The EPA regulation clarifies activities that lenders may conduct under Cercla while remaining exempt from responsibility for cleanup cost under the law's "security interest" exemption. That exemption holds true only if the lender does not "participate in the management of the property."

The final rule revises the test for participation in management. It provides that a lender "participates in management when it assumes or manifests responsibility for either the overall management of the enterprise encompassing the day-to-day decision making over the enterprise's environmental compliance of all, or substantially all, the operational aspects of the enterprise other than environmental compliance."

The issue had become controversial because the conditions for being eligible for the exemption are not specified in the law. Court interpretations of how much a lender can be involved in the management of a property or business without being considered to be participating in management have been construed by lenders as substantially narrowing the exemption.

Opponents of the rule and the legislation assert that the lenders have vastly overstated the threat. "The banking community would have you believe that if it is not granted special protection from liability, its future is in jeopardy." said Frank J. Kelley, Michigan attorney general. "Those are groundless fears. Studies have shown that of all those who could be held responsible for environmental damage, only two-tenths of 1% were lenders.

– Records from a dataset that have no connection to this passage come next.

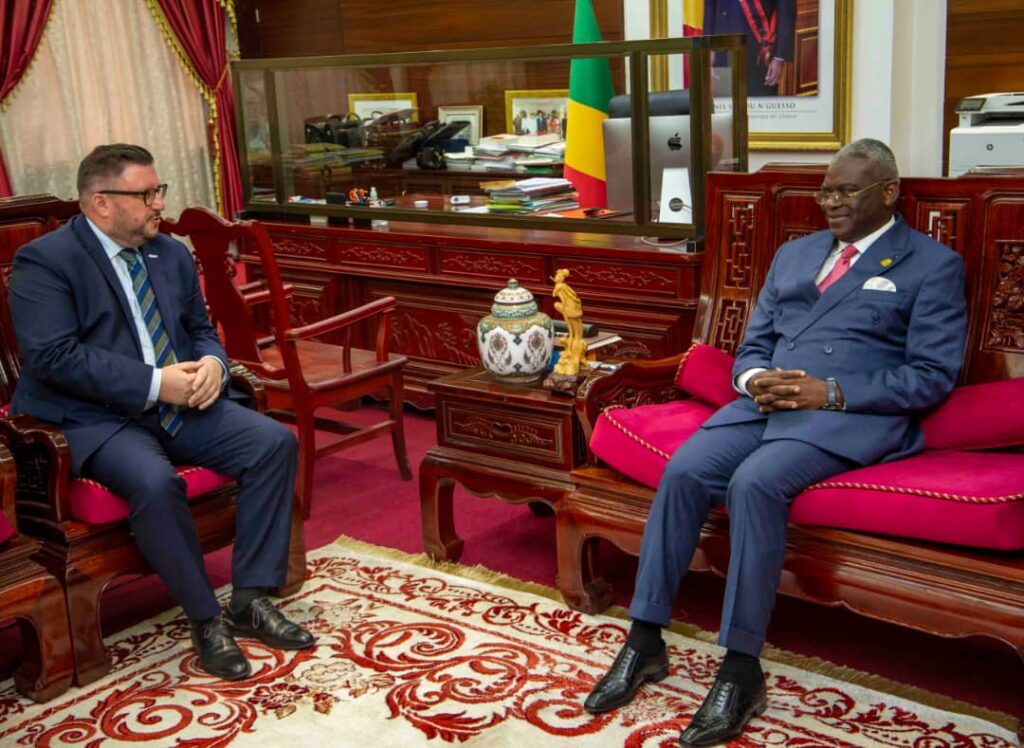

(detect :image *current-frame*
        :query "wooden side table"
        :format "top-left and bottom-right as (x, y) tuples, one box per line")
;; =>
(419, 367), (585, 561)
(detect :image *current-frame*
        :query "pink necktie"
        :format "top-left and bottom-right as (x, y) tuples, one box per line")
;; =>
(817, 244), (859, 293)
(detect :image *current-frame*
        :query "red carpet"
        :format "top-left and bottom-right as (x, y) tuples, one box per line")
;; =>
(2, 404), (1020, 725)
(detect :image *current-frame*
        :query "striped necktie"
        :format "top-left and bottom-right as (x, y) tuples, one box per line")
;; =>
(119, 249), (183, 436)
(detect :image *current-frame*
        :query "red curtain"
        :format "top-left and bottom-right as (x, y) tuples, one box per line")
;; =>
(0, 0), (54, 197)
(154, 0), (242, 216)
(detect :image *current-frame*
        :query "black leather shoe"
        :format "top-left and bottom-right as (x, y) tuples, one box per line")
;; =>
(584, 643), (670, 713)
(678, 675), (767, 746)
(227, 596), (316, 650)
(191, 614), (251, 681)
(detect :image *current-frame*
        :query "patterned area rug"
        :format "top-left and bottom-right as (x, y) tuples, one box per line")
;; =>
(0, 537), (1016, 746)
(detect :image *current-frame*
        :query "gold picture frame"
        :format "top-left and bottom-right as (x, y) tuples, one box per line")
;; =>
(437, 104), (483, 145)
(677, 0), (852, 150)
(347, 92), (420, 123)
(504, 89), (569, 137)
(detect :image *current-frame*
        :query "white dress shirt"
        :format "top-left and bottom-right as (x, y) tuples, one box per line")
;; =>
(735, 216), (897, 396)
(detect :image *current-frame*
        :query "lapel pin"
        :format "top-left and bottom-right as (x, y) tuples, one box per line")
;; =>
(147, 254), (158, 258)
(880, 258), (892, 267)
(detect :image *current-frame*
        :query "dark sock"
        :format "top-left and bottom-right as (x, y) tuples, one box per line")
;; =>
(718, 649), (763, 690)
(626, 619), (665, 656)
(229, 587), (265, 616)
(190, 613), (219, 629)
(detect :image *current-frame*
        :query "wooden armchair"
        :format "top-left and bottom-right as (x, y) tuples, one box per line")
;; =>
(0, 433), (74, 702)
(160, 207), (412, 518)
(0, 195), (306, 686)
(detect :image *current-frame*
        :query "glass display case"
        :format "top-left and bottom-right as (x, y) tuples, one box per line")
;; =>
(233, 35), (747, 238)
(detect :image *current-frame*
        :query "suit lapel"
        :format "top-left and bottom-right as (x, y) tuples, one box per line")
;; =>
(790, 218), (914, 339)
(796, 232), (835, 307)
(70, 216), (144, 357)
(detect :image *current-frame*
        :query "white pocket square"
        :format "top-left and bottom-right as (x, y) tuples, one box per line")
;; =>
(862, 276), (897, 292)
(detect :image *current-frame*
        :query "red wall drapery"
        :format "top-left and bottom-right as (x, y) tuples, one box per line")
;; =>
(0, 0), (54, 197)
(154, 0), (242, 217)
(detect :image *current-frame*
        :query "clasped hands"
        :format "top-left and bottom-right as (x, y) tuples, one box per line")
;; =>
(158, 359), (222, 410)
(747, 369), (829, 413)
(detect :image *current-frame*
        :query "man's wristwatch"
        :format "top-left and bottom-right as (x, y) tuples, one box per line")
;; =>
(822, 377), (844, 411)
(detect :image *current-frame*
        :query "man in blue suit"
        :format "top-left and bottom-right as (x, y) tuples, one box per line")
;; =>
(8, 144), (314, 681)
(584, 139), (967, 745)
(704, 0), (796, 96)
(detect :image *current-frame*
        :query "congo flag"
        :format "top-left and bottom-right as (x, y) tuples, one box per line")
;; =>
(563, 0), (615, 209)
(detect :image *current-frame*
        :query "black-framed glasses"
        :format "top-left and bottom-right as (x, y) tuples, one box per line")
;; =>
(814, 178), (890, 206)
(97, 183), (168, 206)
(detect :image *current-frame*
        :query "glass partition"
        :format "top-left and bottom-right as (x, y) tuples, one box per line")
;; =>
(232, 36), (747, 238)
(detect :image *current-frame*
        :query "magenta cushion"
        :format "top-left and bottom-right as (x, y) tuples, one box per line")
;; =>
(920, 378), (1024, 451)
(792, 450), (1024, 550)
(0, 512), (13, 545)
(69, 467), (234, 525)
(590, 399), (716, 489)
(674, 343), (737, 408)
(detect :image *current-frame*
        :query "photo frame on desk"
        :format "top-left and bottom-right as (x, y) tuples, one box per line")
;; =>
(504, 89), (569, 138)
(437, 105), (483, 145)
(347, 92), (420, 124)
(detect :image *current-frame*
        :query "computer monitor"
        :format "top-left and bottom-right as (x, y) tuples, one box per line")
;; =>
(602, 113), (734, 214)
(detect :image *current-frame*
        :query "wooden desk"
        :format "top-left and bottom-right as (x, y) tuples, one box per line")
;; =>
(244, 219), (703, 408)
(419, 367), (585, 561)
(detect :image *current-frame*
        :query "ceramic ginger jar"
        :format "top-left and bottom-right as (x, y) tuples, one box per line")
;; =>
(477, 279), (554, 383)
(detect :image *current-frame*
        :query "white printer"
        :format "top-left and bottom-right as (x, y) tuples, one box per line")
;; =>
(948, 92), (1024, 176)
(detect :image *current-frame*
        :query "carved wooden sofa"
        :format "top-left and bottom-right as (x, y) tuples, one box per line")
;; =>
(557, 166), (1024, 737)
(0, 195), (307, 686)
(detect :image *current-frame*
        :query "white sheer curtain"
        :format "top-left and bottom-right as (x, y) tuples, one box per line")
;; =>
(0, 0), (216, 217)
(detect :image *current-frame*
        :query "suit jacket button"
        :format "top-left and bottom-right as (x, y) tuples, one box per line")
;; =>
(824, 345), (834, 354)
(786, 342), (795, 350)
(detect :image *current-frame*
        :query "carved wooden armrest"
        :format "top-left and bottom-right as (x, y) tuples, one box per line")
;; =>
(228, 360), (268, 414)
(0, 414), (73, 525)
(282, 295), (395, 343)
(239, 281), (294, 308)
(574, 354), (687, 445)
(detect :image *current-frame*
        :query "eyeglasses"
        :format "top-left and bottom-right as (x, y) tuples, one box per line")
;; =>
(97, 183), (168, 206)
(813, 178), (889, 206)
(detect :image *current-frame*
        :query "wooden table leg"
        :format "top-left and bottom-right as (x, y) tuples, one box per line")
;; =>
(419, 452), (464, 562)
(555, 508), (612, 614)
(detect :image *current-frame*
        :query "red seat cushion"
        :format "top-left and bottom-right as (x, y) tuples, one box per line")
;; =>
(674, 343), (738, 408)
(921, 377), (1024, 451)
(69, 467), (234, 524)
(0, 512), (13, 545)
(590, 398), (1024, 551)
(590, 399), (715, 489)
(791, 451), (1024, 551)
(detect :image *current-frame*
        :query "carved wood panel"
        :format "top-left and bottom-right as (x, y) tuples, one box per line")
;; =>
(268, 233), (330, 260)
(560, 262), (678, 296)
(341, 242), (429, 270)
(441, 400), (566, 467)
(723, 199), (757, 290)
(985, 241), (1024, 351)
(439, 251), (544, 284)
(915, 200), (970, 254)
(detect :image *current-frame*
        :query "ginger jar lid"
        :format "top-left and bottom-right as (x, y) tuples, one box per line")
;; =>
(491, 278), (538, 318)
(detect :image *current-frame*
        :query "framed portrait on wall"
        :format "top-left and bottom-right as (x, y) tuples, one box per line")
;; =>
(677, 0), (852, 149)
(437, 105), (483, 145)
(504, 89), (569, 138)
(347, 92), (420, 124)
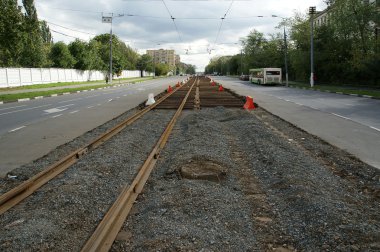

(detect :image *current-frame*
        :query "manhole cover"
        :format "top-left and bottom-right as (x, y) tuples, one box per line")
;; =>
(179, 158), (227, 182)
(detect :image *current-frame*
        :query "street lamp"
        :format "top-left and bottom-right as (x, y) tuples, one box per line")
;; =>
(309, 6), (317, 87)
(102, 13), (124, 84)
(272, 15), (289, 87)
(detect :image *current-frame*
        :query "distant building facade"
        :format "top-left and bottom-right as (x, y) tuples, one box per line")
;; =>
(314, 0), (379, 27)
(146, 49), (176, 68)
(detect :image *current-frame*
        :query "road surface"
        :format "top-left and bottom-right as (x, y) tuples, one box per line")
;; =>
(0, 77), (185, 177)
(213, 76), (380, 169)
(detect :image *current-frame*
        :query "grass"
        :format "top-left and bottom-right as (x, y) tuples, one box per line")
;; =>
(0, 77), (155, 102)
(0, 84), (110, 102)
(0, 77), (153, 92)
(288, 81), (380, 99)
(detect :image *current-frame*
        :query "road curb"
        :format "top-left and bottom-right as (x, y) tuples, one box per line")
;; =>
(288, 85), (378, 100)
(0, 82), (137, 105)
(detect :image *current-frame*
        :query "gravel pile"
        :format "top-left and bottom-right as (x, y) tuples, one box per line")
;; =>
(1, 103), (379, 251)
(113, 107), (379, 251)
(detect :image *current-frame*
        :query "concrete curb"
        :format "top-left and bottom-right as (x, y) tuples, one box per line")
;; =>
(0, 82), (136, 105)
(289, 85), (378, 100)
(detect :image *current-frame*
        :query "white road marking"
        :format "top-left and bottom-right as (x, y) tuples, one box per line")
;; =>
(18, 98), (30, 102)
(87, 106), (95, 109)
(0, 105), (27, 111)
(294, 102), (303, 106)
(9, 126), (26, 132)
(51, 114), (63, 118)
(69, 110), (79, 114)
(35, 96), (43, 99)
(0, 104), (52, 116)
(44, 108), (67, 114)
(370, 126), (380, 132)
(332, 113), (351, 120)
(123, 94), (127, 97)
(86, 95), (99, 98)
(58, 98), (83, 103)
(116, 97), (120, 99)
(51, 94), (58, 97)
(108, 99), (113, 102)
(97, 103), (102, 106)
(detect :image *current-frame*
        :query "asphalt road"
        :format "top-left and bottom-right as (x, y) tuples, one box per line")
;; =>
(213, 76), (380, 169)
(0, 77), (185, 177)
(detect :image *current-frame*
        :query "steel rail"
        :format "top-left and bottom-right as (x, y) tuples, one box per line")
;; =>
(81, 77), (197, 252)
(0, 81), (185, 215)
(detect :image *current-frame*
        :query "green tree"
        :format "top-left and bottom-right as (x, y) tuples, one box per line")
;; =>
(137, 54), (153, 72)
(154, 63), (169, 76)
(0, 0), (24, 66)
(50, 41), (75, 68)
(19, 0), (48, 67)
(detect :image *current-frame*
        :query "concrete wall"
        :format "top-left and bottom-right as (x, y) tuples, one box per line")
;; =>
(0, 68), (149, 88)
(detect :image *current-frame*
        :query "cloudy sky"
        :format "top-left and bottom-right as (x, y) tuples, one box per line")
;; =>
(32, 0), (327, 71)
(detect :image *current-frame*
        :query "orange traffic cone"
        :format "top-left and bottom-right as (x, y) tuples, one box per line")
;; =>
(243, 96), (255, 110)
(211, 81), (216, 86)
(218, 85), (224, 91)
(176, 82), (180, 87)
(167, 85), (173, 93)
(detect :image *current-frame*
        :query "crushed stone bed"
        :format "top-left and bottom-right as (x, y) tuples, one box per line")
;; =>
(0, 106), (379, 251)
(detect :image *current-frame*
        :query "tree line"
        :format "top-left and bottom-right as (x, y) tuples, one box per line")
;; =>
(206, 0), (379, 86)
(0, 0), (196, 77)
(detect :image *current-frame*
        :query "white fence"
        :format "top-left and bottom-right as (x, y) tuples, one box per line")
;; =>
(0, 68), (150, 88)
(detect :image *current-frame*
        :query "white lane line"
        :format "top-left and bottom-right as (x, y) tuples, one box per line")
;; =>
(58, 98), (83, 103)
(18, 98), (30, 102)
(97, 104), (102, 106)
(87, 106), (95, 109)
(51, 114), (63, 118)
(332, 113), (351, 120)
(0, 104), (52, 116)
(123, 94), (127, 97)
(370, 126), (380, 132)
(285, 99), (291, 102)
(69, 110), (79, 114)
(108, 99), (113, 102)
(116, 97), (120, 99)
(0, 104), (27, 111)
(51, 94), (58, 97)
(294, 102), (303, 106)
(35, 96), (43, 99)
(9, 126), (26, 132)
(86, 95), (99, 98)
(56, 104), (75, 109)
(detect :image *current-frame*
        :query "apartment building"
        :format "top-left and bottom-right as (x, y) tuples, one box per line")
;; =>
(314, 0), (379, 27)
(146, 49), (176, 68)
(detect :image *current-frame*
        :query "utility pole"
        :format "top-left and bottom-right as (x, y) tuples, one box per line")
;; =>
(309, 6), (316, 87)
(272, 15), (289, 87)
(283, 25), (289, 87)
(240, 49), (243, 75)
(102, 13), (124, 84)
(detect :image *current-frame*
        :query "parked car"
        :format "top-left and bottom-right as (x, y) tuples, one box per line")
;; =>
(239, 75), (250, 81)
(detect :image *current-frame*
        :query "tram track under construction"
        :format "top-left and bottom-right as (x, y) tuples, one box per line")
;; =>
(0, 77), (379, 251)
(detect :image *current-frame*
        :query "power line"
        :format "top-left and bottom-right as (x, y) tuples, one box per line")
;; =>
(161, 0), (183, 43)
(210, 0), (235, 53)
(50, 29), (85, 40)
(45, 21), (97, 36)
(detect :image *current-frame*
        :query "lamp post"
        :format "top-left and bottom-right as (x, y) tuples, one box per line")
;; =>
(102, 13), (124, 84)
(272, 15), (289, 87)
(309, 6), (316, 87)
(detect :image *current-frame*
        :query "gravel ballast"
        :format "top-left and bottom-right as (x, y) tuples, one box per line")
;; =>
(0, 103), (379, 251)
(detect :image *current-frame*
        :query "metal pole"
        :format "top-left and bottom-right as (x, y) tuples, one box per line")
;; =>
(109, 16), (113, 84)
(240, 49), (243, 75)
(310, 7), (315, 87)
(284, 25), (289, 87)
(153, 54), (155, 79)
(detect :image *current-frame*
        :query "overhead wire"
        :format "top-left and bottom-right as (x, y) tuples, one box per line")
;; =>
(210, 0), (235, 54)
(161, 0), (183, 43)
(45, 21), (97, 36)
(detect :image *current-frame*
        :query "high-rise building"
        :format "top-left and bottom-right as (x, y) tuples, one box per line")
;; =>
(146, 49), (176, 68)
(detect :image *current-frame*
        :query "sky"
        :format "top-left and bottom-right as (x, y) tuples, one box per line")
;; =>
(31, 0), (327, 71)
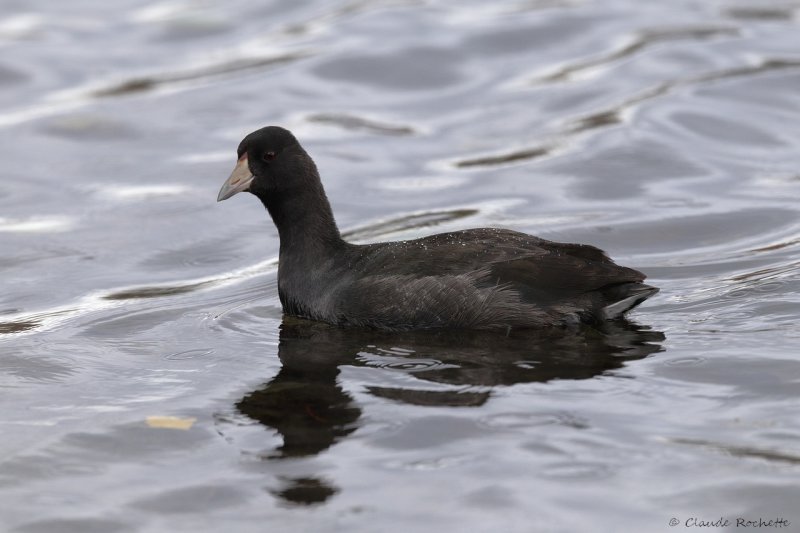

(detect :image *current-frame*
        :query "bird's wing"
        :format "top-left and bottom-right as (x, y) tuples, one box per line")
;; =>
(352, 228), (645, 292)
(485, 240), (646, 304)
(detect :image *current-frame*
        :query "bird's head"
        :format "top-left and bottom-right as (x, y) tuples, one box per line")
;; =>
(217, 126), (311, 202)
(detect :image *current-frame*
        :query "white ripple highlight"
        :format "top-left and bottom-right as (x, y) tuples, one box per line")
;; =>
(0, 216), (75, 233)
(91, 184), (190, 200)
(175, 151), (230, 163)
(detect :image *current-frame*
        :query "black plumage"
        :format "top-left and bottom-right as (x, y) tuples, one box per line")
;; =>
(217, 126), (658, 331)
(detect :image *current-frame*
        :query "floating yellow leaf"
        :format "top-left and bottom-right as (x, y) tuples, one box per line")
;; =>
(145, 416), (197, 430)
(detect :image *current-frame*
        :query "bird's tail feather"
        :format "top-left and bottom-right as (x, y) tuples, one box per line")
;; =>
(600, 283), (659, 319)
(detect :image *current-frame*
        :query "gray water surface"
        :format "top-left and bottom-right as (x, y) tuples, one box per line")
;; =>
(1, 1), (799, 532)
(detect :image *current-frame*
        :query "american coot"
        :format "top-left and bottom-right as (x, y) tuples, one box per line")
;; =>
(217, 126), (658, 331)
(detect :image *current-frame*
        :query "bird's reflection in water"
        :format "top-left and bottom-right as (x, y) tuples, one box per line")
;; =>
(234, 318), (664, 505)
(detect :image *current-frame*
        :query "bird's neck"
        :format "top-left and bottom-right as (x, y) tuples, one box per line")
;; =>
(260, 179), (344, 256)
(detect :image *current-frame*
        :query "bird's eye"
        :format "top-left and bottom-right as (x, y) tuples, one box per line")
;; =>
(263, 151), (276, 161)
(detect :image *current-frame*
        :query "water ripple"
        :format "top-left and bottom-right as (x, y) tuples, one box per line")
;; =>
(342, 208), (479, 242)
(671, 437), (800, 465)
(103, 281), (217, 301)
(451, 58), (800, 169)
(89, 52), (312, 98)
(531, 26), (740, 84)
(454, 145), (554, 168)
(306, 113), (415, 136)
(162, 348), (215, 361)
(724, 7), (797, 21)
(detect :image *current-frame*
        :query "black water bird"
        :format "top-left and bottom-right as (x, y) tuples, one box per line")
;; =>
(217, 126), (658, 331)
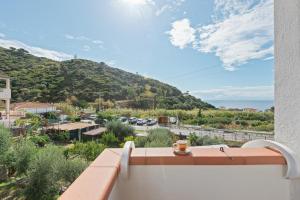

"The new rule will encourage banks to foreclose quickly on small businesses. It may well create an incentive for a bank to begin operating a contaminated facility, knowing that lit] will be immune from liability for the environmental hazards."

Michigan has a suit pending against Manufacturers National Bank of Detroit, which the state claims loaned money to Auto Specialties Manufacturing and later played an active role in management and ignored environmental contamination at several sites.

Kelly's views were disputed by Margaret V. Hathaway, partner in the Washington office of the law firm Thacher Proffitt & Wood.

"First of all, that study did not even include the initial lender liability case in which the Maryland National Bank accepted responsibility for the cleanup of a polluted property," she said. "Also, lenders must look to the future and the case law has not been going well. If you knew that someone had a gun and had permission to shoot you, you'd certainly want to do something to take away that gun."